Enjoy your visit to Cervantes – Gateway to the Pinnacles. For a town map of Cervantes click here.


This is a great place to visit for travellers. Whether you’re on a family holiday or a romantic getaway the Lobster Shack has something for everyone. With daily factory tours running between 12am – 3pm you can learn about the history of the crayfishing industry in the region and how it operates today. The restaurant is open daily between 11-3pm serving fresh lobster meals and great fish and chips.

It’s a must see when you’re on the Turquoise Coast. They also run fishing charters, sea lion tours & crayfish pot-pulling tours.

For more information visit www.lobstershack.com.au


Lake Thetis is a saline coastal lake and one of only a few places in the world with living marine stromatolites. The Lake Thetis stromatolites exhibit unusual columnar branching. These narrow, closely spaced and almost parallel columns are extremely rare in modern stromatolites.

Alongside the stromatolites, a diverse array of benthic microbial communities, such as algal mats, inhabit various layers of the lake. Some of these algal mats are associated with the stromatolites while most confine themselves to a particular area such as the high foreshore areas, splash zone or the central basin of the lake.

The lake water is alkaline and nutrient poor but provides an ideal environment for bottom dwelling microbial communities. The lake contains some small fish, amphiods and a few crustacean species adapted to living in highly saline environments.

The stromatolite community is threatened by nutrient enrichment and physical crushing. An interim recovery plan is currently being written which will provide direction to further protect this extremely valuable community for future generations.

Around the edge of the lake is a pleasant bushwalk trail stretching for 1.5km.


An ongoing project coordinated by the talented and artistic members of the Cervantes community, the art trail is designed to highlight interesting features around the town as you walk, ride or drive around.

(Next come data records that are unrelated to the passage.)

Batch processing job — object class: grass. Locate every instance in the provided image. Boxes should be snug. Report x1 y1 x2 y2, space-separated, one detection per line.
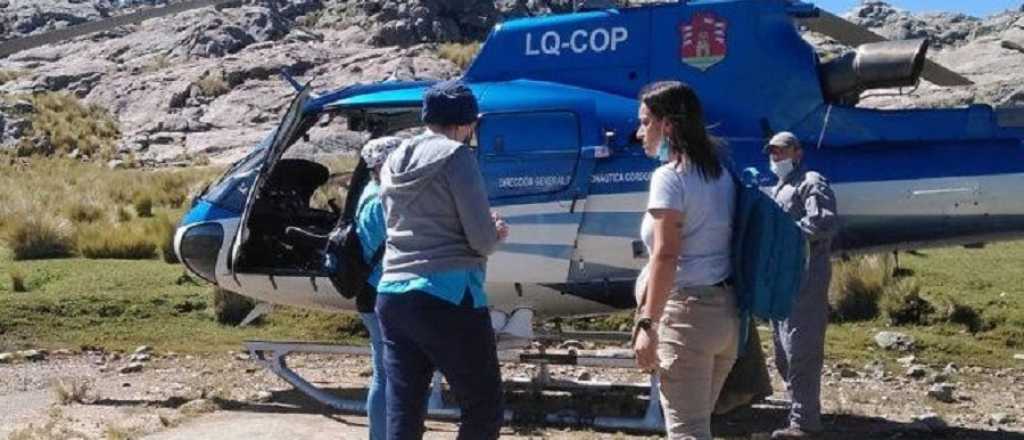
17 92 121 159
0 244 361 353
0 158 219 262
437 42 480 71
50 378 92 405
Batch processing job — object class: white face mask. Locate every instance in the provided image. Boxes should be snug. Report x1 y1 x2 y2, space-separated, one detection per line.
770 159 793 179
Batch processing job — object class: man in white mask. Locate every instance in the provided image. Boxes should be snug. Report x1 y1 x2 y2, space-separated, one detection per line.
764 132 839 440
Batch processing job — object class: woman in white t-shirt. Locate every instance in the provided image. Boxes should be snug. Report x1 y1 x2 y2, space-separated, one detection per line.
634 81 739 440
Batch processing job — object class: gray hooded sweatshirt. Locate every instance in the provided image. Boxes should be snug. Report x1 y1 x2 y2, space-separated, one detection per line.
381 130 498 281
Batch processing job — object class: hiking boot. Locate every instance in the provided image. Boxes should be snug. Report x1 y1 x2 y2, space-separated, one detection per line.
771 427 821 440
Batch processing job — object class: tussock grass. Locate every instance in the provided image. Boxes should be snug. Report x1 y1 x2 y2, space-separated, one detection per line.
882 279 935 325
0 158 219 262
50 378 93 405
213 288 256 325
437 42 480 71
9 269 29 293
16 92 121 159
134 194 153 217
4 212 75 260
195 72 231 98
828 256 893 322
77 224 157 260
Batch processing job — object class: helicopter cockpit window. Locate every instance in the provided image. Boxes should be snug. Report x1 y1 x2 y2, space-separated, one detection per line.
474 112 580 155
476 112 580 199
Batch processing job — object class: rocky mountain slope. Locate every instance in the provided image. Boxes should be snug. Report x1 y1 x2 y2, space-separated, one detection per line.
0 0 1024 163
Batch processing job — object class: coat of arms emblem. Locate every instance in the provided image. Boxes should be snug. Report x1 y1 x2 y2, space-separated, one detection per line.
679 12 728 71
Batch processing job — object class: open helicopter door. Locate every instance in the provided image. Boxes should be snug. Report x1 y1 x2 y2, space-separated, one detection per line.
477 108 594 284
227 85 311 278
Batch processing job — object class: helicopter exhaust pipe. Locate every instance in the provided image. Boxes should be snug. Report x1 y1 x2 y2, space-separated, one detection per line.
820 39 928 104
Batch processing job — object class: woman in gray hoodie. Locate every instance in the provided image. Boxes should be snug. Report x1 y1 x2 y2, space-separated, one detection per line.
377 81 508 440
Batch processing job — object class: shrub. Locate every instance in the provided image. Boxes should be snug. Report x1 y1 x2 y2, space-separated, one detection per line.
828 256 893 322
945 300 988 334
50 378 92 405
78 225 157 260
5 213 75 260
437 42 480 71
882 280 935 325
213 288 256 325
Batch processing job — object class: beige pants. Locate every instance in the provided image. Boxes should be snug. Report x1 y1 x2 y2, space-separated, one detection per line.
657 287 739 440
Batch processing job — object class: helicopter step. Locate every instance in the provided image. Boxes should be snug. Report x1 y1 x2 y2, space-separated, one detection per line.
245 338 665 433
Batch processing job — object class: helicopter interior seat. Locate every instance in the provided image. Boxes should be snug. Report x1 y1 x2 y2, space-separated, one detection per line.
239 159 340 271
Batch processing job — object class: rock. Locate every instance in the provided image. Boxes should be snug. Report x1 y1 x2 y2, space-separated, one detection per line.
906 365 928 379
253 391 273 403
988 412 1017 425
178 399 220 415
874 332 913 351
118 362 142 375
942 362 959 376
928 384 956 403
15 350 46 362
896 354 918 366
913 412 949 432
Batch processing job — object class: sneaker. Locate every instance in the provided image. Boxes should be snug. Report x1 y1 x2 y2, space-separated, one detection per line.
771 427 821 440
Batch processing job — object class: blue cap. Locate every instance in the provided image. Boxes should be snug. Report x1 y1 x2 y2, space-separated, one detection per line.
423 80 479 125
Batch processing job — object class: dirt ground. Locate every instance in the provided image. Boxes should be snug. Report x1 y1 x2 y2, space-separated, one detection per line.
0 351 1024 440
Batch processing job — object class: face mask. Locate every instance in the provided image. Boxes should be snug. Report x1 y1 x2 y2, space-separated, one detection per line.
657 137 672 163
770 159 793 179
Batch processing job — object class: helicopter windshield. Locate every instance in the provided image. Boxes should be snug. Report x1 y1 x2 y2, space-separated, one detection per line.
201 129 276 212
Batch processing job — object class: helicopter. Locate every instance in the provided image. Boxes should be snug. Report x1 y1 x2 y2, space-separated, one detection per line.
175 0 1024 323
8 0 1024 428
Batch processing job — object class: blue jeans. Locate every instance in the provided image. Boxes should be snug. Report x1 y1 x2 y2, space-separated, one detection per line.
359 313 387 440
377 291 504 440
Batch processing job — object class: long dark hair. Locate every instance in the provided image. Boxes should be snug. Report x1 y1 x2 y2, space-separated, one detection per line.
640 81 722 180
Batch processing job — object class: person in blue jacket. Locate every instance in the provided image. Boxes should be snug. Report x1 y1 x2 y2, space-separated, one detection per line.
355 136 402 440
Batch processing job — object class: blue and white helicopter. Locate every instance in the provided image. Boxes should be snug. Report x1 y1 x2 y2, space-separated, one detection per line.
176 0 1024 323
165 0 1024 427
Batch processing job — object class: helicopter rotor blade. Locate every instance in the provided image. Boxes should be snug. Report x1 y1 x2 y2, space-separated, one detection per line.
800 10 974 87
0 0 238 58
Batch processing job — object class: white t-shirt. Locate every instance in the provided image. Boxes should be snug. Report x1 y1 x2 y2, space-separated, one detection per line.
640 162 736 288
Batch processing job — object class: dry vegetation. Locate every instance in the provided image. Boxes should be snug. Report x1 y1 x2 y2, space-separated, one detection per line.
437 42 480 71
0 158 217 262
195 72 231 98
17 92 120 159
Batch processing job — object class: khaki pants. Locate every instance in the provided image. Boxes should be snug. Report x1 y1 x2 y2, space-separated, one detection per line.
657 287 739 440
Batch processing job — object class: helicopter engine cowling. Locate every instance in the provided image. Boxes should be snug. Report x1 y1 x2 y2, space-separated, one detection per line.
819 39 928 105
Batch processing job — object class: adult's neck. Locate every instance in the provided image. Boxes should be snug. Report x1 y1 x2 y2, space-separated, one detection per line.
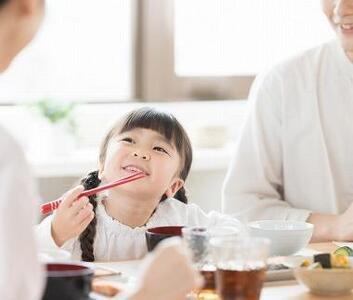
345 50 353 63
104 193 158 228
0 1 19 73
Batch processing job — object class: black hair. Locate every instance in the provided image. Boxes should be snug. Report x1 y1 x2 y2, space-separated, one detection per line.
79 107 192 261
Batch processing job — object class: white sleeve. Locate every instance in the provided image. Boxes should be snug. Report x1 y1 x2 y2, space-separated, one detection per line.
0 131 44 300
222 72 310 222
35 214 77 258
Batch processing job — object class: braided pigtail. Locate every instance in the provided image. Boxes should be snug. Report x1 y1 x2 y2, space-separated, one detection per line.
174 186 188 204
79 171 101 261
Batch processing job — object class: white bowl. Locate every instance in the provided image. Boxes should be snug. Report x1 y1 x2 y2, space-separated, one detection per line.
294 267 353 296
248 220 314 256
38 249 71 263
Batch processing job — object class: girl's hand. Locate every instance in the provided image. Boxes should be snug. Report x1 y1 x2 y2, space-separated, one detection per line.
51 185 94 247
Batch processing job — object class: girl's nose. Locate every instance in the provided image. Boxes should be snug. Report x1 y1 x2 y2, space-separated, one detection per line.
133 151 151 160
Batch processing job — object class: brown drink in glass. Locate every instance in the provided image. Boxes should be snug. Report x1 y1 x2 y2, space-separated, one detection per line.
210 237 270 300
182 226 239 300
216 268 265 300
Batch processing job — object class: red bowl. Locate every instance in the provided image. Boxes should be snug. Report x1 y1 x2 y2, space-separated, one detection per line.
145 226 184 251
42 262 94 300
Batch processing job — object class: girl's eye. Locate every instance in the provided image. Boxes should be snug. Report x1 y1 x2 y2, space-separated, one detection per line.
153 146 169 154
121 137 134 143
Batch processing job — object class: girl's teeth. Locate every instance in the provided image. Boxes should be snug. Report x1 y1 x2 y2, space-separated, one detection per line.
341 24 353 30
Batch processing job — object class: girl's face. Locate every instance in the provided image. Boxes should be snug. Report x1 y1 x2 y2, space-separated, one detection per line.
100 128 184 200
321 0 353 52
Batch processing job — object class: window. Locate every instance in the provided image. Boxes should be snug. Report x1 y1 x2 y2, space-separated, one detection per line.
140 0 333 100
174 0 333 76
0 0 134 103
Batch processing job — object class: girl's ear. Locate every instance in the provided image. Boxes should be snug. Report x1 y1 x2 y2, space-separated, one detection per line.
98 163 104 180
164 178 184 198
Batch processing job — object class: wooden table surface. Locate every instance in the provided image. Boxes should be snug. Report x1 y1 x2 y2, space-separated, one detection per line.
97 243 353 300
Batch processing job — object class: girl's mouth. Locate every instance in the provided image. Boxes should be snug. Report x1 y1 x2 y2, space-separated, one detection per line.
123 165 149 176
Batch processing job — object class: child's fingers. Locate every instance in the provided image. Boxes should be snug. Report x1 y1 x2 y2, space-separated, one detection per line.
75 203 94 224
70 197 89 216
60 185 84 208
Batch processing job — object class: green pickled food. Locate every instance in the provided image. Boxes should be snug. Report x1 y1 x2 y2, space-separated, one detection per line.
314 253 332 269
333 246 353 256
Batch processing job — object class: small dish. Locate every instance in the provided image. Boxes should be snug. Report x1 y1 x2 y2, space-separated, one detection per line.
38 249 71 263
294 267 353 296
248 220 314 256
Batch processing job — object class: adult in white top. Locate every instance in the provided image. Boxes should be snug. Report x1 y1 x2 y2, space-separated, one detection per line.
36 198 241 261
223 0 353 241
0 0 44 300
0 0 200 300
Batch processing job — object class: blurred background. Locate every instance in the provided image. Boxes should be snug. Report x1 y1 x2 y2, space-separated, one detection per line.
0 0 333 210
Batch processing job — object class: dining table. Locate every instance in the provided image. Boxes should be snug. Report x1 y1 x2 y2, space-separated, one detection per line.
91 243 353 300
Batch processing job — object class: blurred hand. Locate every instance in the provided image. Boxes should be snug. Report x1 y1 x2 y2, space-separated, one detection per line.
51 185 94 247
129 238 203 300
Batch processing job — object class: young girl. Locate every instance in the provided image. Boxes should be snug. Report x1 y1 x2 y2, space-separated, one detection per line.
37 108 240 261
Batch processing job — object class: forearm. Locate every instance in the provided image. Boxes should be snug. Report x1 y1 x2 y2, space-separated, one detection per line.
307 213 341 243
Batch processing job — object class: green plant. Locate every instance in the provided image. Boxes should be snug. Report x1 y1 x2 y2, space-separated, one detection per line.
34 98 76 133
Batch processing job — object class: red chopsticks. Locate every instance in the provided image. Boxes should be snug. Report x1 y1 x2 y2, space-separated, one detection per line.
40 172 146 215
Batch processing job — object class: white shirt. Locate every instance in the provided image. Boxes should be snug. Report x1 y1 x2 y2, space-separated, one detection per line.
37 198 241 261
222 41 353 221
0 127 44 300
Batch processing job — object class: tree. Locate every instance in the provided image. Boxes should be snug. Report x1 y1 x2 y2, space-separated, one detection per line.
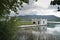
0 0 37 40
50 0 60 11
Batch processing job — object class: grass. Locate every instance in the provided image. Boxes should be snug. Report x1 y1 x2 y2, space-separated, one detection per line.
18 22 32 25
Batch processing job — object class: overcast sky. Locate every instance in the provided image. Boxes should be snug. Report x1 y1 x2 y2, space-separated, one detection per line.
10 0 60 17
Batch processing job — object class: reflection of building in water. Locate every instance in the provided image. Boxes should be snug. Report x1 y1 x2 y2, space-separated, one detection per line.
32 19 47 31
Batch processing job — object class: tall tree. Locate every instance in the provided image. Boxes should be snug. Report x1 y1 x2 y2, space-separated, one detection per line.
0 0 37 40
50 0 60 11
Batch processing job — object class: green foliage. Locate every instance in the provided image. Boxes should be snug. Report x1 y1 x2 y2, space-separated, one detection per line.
0 18 18 40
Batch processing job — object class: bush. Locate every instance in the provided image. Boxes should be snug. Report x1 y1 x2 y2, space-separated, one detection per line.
0 18 18 40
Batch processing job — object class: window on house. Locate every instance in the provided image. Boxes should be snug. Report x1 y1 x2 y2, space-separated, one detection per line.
33 22 36 24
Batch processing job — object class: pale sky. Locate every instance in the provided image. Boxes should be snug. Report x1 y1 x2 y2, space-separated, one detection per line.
10 0 60 17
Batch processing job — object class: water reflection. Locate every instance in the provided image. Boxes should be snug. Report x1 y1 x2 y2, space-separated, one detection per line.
18 24 60 40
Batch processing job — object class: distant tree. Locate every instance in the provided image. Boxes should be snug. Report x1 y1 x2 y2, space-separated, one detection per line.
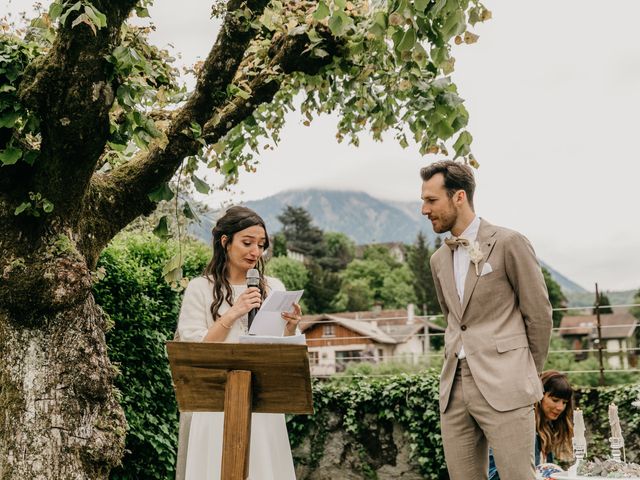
542 267 567 328
303 261 342 313
362 245 400 268
335 255 416 310
592 292 613 315
380 264 417 308
407 232 441 315
277 205 325 258
335 278 373 312
266 257 309 290
271 232 287 257
629 290 640 320
319 232 356 272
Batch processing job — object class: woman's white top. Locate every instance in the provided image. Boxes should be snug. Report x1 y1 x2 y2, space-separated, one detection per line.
177 277 296 480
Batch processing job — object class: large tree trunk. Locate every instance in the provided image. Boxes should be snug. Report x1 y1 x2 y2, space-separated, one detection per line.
0 295 126 480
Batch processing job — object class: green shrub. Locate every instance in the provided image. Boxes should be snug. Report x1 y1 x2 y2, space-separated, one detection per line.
287 376 640 480
287 371 446 479
94 235 209 480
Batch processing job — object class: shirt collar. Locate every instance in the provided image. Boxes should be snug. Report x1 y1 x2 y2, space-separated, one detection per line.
460 215 480 242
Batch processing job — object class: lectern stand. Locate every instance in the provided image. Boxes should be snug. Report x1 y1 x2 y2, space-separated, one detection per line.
167 342 313 480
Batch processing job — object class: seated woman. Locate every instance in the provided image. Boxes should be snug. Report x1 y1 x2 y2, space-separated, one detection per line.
489 370 573 480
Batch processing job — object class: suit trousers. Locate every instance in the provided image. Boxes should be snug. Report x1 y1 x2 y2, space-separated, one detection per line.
440 359 535 480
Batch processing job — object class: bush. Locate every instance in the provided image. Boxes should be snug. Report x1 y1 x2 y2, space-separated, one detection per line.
94 234 209 479
288 369 640 480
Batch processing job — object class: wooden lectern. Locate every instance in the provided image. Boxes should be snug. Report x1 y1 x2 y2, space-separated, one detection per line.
167 342 313 480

The future plan includes many more installations to create vibrant spaces around town. You will see the first pieces as you drive into town along Cervantes Road but for a comprehensive map of the art trail call into the Pinnacles Visitor Centre inside the post office on Cadiz Street.

Please be aware that some art installations are on private property so access is limited.


On the doorstep of the RAC Cervantes Holiday Park is a beautiful foreshore with paved walkways, a large grassed area, beach volleyball (net available from the holiday park office), gas BBQ’s, a children’s playground, public toilets and direct access to a beautiful white sand beach. Grab a coffee from Seashell’s Cafe and watch the world go by.

If you head south from the foreshore you’ll arrive at Thirsty Point. This spot is very popular with kite-surfers and wind-surfers and a great vantage point to view the Cervantes islands.